Unfortunately, in my search for information about this current show, I stumbled upon this text, and it gave so much background on the show that now I can no longer look at it unprepared, as the artist intended me to do. Marshall McLuhan made the distinction between hot and cold media: a cold medium deprives the viewer of information, and in doing so engages her in the inventive impulse to compensate for its shortcomings. It produces, paradoxically, more involvement. In this respect, the Italian press release turned the show from a cold to a hot one, mitigating its imaginative power.
But maybe I should have known from the beginning what this show was referring to. Some years ago, I met the artist at Bar 3 in Berlin, and he told me about his hut in the Apennine Mountains. It is supposed to function as a lodge for walkers, but also as an open space and a work of art. Linking the show with this project suggests a clear, and maybe overly simple interpretation. But I have always had the impression that one can straightforwardly access Šarčević’s work by taking it in a very literal, direct sense. Of course, I could also link the title of the show to a novel, the title of a movie, or a song. But the view in the rearview mirror could also be simply the last glimpse back to the construction site before you turn the corner. Did I leave the hut in a proper state? Did I lock up all the tools? Did we get done the work that we wanted to?

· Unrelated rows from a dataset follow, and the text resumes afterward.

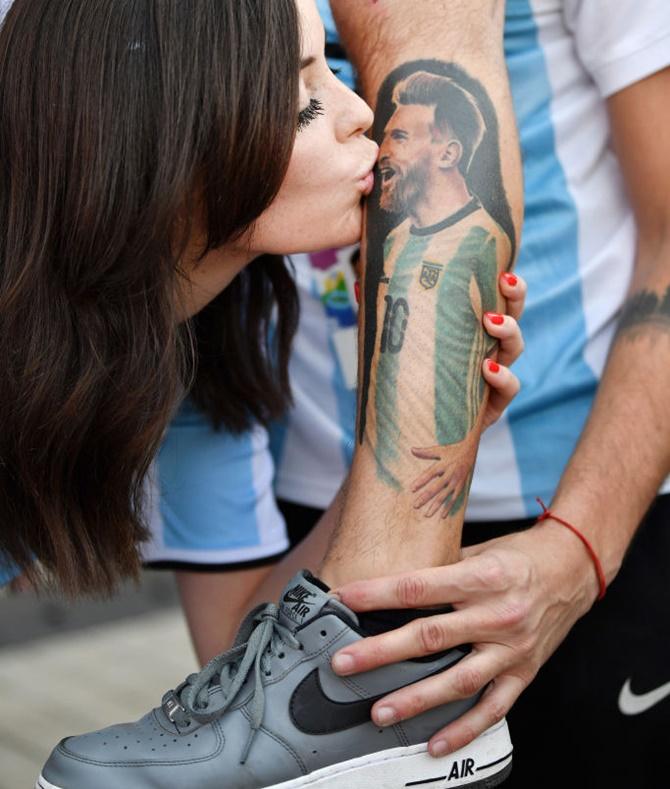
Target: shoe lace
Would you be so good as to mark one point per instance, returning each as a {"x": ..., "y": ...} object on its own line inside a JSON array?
[{"x": 261, "y": 635}]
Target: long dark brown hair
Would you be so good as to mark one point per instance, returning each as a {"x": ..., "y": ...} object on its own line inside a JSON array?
[{"x": 116, "y": 121}]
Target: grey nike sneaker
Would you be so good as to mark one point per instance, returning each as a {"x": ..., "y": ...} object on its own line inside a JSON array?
[{"x": 270, "y": 712}]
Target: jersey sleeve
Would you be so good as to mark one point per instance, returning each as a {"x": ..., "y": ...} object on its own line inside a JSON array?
[{"x": 620, "y": 43}]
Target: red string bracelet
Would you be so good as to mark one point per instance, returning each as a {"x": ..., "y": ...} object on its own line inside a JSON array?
[{"x": 546, "y": 514}]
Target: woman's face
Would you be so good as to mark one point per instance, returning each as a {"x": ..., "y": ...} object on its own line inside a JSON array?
[{"x": 319, "y": 203}]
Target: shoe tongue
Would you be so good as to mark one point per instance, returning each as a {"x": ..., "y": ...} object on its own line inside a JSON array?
[{"x": 303, "y": 599}]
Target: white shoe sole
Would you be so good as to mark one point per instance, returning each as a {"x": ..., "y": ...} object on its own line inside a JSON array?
[{"x": 483, "y": 764}]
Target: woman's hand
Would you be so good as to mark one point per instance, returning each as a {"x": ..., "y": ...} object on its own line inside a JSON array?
[
  {"x": 442, "y": 483},
  {"x": 504, "y": 384},
  {"x": 515, "y": 599}
]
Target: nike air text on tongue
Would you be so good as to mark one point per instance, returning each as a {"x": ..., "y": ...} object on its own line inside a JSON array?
[{"x": 302, "y": 599}]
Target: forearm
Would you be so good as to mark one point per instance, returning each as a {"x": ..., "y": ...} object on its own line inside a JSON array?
[
  {"x": 435, "y": 245},
  {"x": 624, "y": 453}
]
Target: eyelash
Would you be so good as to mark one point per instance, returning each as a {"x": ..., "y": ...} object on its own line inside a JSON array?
[{"x": 310, "y": 113}]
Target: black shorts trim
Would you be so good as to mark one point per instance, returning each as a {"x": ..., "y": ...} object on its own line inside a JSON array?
[{"x": 224, "y": 567}]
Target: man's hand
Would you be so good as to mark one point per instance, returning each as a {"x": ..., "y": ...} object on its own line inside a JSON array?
[{"x": 515, "y": 599}]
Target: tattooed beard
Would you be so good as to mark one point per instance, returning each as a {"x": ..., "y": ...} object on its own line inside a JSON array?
[{"x": 402, "y": 193}]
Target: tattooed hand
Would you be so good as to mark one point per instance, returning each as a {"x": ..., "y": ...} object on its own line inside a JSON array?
[
  {"x": 445, "y": 479},
  {"x": 442, "y": 484}
]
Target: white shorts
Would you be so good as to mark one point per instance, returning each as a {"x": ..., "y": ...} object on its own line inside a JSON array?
[{"x": 211, "y": 504}]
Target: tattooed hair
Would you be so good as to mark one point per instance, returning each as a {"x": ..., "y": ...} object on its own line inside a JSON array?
[
  {"x": 116, "y": 119},
  {"x": 455, "y": 109}
]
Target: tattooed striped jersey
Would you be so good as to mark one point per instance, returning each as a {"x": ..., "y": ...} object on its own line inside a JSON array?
[
  {"x": 438, "y": 282},
  {"x": 564, "y": 58}
]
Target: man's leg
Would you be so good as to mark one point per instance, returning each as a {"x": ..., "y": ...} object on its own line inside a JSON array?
[{"x": 440, "y": 231}]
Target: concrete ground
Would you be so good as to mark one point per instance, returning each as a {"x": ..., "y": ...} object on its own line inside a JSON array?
[{"x": 70, "y": 669}]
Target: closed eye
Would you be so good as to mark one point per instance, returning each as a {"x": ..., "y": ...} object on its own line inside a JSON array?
[{"x": 309, "y": 113}]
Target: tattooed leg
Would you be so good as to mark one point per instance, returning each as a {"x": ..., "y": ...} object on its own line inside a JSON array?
[{"x": 442, "y": 224}]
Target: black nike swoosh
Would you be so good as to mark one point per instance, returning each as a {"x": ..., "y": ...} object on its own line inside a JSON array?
[{"x": 312, "y": 712}]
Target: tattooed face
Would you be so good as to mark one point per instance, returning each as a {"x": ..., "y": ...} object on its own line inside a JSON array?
[{"x": 407, "y": 155}]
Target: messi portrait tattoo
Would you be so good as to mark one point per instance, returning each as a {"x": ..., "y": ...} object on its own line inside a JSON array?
[{"x": 439, "y": 233}]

Of all the works in the show, 20 altogether, I want to single out 2. Not the fragile wooden constructions that look like racks or window blinds for mosquito nets, of which the artist produced a urethane reproduction in a second room (both works Untitled, 2014 and 2015, respectively). Not the Arte Povera-like sculpture looking like a miniature hammock (Untitled, 2014). Not the meshworks of textiles and plaster folded into erratic shapes as if the skin of the house and the artificial textile skin of humans were to breed new forms of half-life (Untitled, 2014, and Untitled, 2014/15), and also not the two-meter-tall dark gray Styrofoam model of a wall (Untitled, 2014).
There is a vitrine containing three pieces: a model of the hut, an assemblage of wall elements, and two skin-colored silicone patches placed on a folded piece of light blue cloth. The vitrine seems to indicate that we’re looking at something beyond the view in the rearview mirror, like a distant thought reaching back to the initial planning phase of the mountain lodge. And then, there is the eye-catching photo of the exhibition. It shows a topless, nearly bald guy in jeans. It’s taken from behind, most likely either in the studio, with some of the exhibited works in the background, or in the hut itself. A silicon breast implant is attached to his bare back. This could open the door for all kind of sexual associations and reflections on gender roles. But it may also just be read as a comment on the situation of male workers being up in the mountains for a week, on thoughts and conversations during those days and evenings, showing up as a memory once they have left the place. However, dwelling is a mode of being, and constructing a house is a material process of subjectification, from choosing the location to erecting a shelter into which a human body can enter, and that a human being may call a home. And as such, the show turns the very concrete reference to the building from a hot issue into a cold one that casts new existential questions.